Appeal by the defendant from a judgment of the Supreme Court , Suffolk County (Mullen, J.), rendered April 12, 1996, convicting him of robbery in the first degree (two counts), upon his plea of guilty, and imposing sentence.
William R. Weiselberg, Centereach, N.Y., for appellant and appellant pro se.
James M. Catterson, Jr., District Attorney, Riverhead, N.Y. (Peter S. Smith of counsel) , for respondent.
Before: CORNELIUS J. O'BRIEN, J.P., DAVID S. RITTER, DANIEL W. JOY, MYRIAM J. ALTMAN, NANCY E. SMITH, JJ.
DECISION ORDER
ORDERED that the judgment is affirmed.
Contrary to the defendant's contention his plea of guilty was knowingly, voluntarily, and intelligently made (see, People v. Harris, 61 N.Y.2d 9). The record establishes that the defendant was aware of the affirmative defense available pursuant to Penal Law § 160.15 (4), and that he waived his right to assert that the defense in exchange for the bargained-for sentence.
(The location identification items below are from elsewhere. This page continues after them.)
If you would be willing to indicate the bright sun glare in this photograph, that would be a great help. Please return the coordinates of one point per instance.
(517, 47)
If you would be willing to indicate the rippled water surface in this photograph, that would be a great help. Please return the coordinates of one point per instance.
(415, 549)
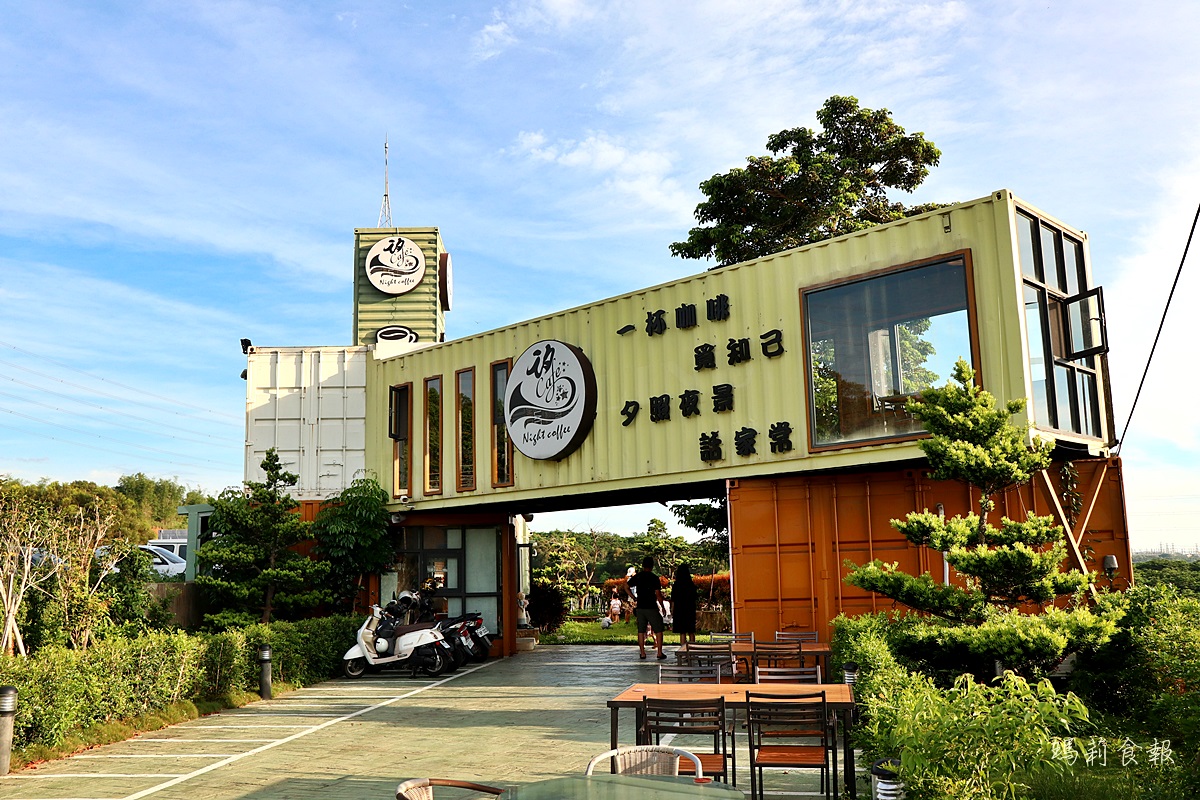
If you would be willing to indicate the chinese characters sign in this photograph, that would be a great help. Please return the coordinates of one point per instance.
(550, 401)
(395, 265)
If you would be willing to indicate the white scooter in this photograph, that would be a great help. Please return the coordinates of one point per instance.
(383, 642)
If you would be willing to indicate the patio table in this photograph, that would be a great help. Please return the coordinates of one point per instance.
(839, 697)
(622, 787)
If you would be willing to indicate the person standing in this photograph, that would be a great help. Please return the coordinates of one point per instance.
(648, 590)
(683, 599)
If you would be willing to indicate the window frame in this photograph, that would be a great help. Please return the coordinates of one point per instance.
(1054, 318)
(972, 335)
(498, 421)
(430, 489)
(400, 431)
(461, 482)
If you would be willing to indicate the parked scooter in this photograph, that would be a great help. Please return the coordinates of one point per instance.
(384, 641)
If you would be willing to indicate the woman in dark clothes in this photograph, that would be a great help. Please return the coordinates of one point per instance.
(683, 602)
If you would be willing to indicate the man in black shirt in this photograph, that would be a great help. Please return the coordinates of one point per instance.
(648, 590)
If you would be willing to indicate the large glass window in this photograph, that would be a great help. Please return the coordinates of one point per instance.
(433, 435)
(1065, 328)
(465, 389)
(874, 343)
(502, 443)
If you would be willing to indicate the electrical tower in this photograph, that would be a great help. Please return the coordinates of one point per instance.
(385, 209)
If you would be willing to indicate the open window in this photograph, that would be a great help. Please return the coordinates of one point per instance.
(877, 341)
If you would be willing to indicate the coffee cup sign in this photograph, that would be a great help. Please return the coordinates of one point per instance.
(550, 401)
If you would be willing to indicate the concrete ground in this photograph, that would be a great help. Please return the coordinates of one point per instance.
(505, 722)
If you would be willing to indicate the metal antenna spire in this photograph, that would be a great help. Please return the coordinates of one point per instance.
(385, 209)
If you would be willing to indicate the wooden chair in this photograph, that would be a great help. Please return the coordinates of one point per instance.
(647, 759)
(787, 674)
(690, 719)
(689, 674)
(781, 731)
(421, 788)
(777, 654)
(735, 638)
(707, 655)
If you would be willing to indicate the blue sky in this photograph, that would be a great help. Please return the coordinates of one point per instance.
(177, 175)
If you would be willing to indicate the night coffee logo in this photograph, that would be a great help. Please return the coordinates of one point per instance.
(397, 334)
(395, 265)
(551, 400)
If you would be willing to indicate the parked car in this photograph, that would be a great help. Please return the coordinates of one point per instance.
(163, 561)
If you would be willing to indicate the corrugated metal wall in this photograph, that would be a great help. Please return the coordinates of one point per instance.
(310, 404)
(763, 295)
(790, 536)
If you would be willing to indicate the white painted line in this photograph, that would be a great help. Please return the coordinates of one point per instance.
(211, 727)
(299, 734)
(207, 740)
(166, 756)
(89, 775)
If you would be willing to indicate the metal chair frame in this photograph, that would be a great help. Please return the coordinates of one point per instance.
(689, 674)
(647, 759)
(708, 655)
(700, 717)
(421, 788)
(787, 674)
(773, 717)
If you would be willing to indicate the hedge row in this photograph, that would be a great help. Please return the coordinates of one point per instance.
(60, 691)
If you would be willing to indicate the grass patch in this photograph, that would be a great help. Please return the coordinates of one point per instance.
(592, 633)
(108, 733)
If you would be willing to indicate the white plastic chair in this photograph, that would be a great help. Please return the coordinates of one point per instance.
(647, 759)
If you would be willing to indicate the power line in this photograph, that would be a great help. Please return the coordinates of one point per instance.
(108, 450)
(99, 435)
(107, 410)
(171, 401)
(1161, 323)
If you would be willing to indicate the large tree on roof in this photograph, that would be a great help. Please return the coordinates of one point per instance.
(813, 186)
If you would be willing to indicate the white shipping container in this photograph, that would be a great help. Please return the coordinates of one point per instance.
(310, 404)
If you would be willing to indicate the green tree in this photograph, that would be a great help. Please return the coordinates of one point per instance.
(250, 571)
(1017, 564)
(157, 499)
(352, 535)
(813, 186)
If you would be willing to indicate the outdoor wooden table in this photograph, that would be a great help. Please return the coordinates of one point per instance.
(840, 698)
(622, 787)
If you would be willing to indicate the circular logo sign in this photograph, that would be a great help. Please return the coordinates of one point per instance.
(550, 401)
(395, 265)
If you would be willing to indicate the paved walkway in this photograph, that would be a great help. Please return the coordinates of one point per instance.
(505, 722)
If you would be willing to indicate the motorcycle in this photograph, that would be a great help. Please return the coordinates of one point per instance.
(384, 641)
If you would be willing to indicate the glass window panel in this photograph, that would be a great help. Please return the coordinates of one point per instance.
(466, 394)
(481, 559)
(1085, 324)
(1089, 404)
(433, 434)
(502, 445)
(1051, 263)
(1037, 355)
(1026, 233)
(1063, 390)
(1073, 264)
(877, 341)
(443, 569)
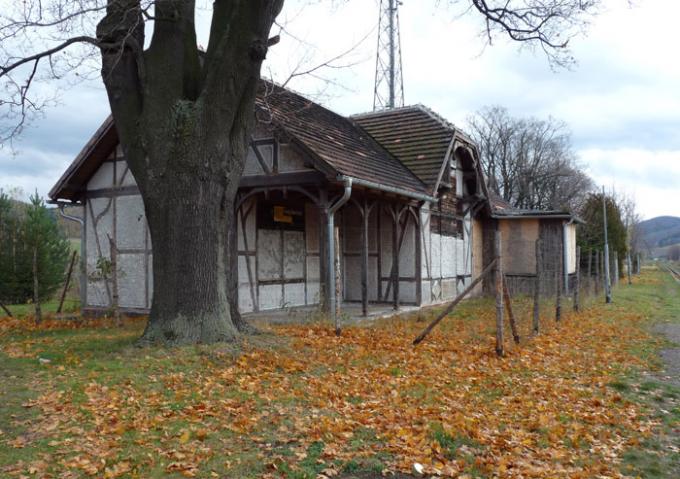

The defendant's waiver of his right to appeal precludes review of his contention that he was denied effective assistance of counsel except to the extent that it affected the voluntariness of his plea (see, People v. Holmes, 268 A.D.2d 597). As indicated, we find that the plea was knowingly, voluntarily, and intelligently made.
The defendant's remaining contentions, including those raised in his supplemental pro se brief, are without merit.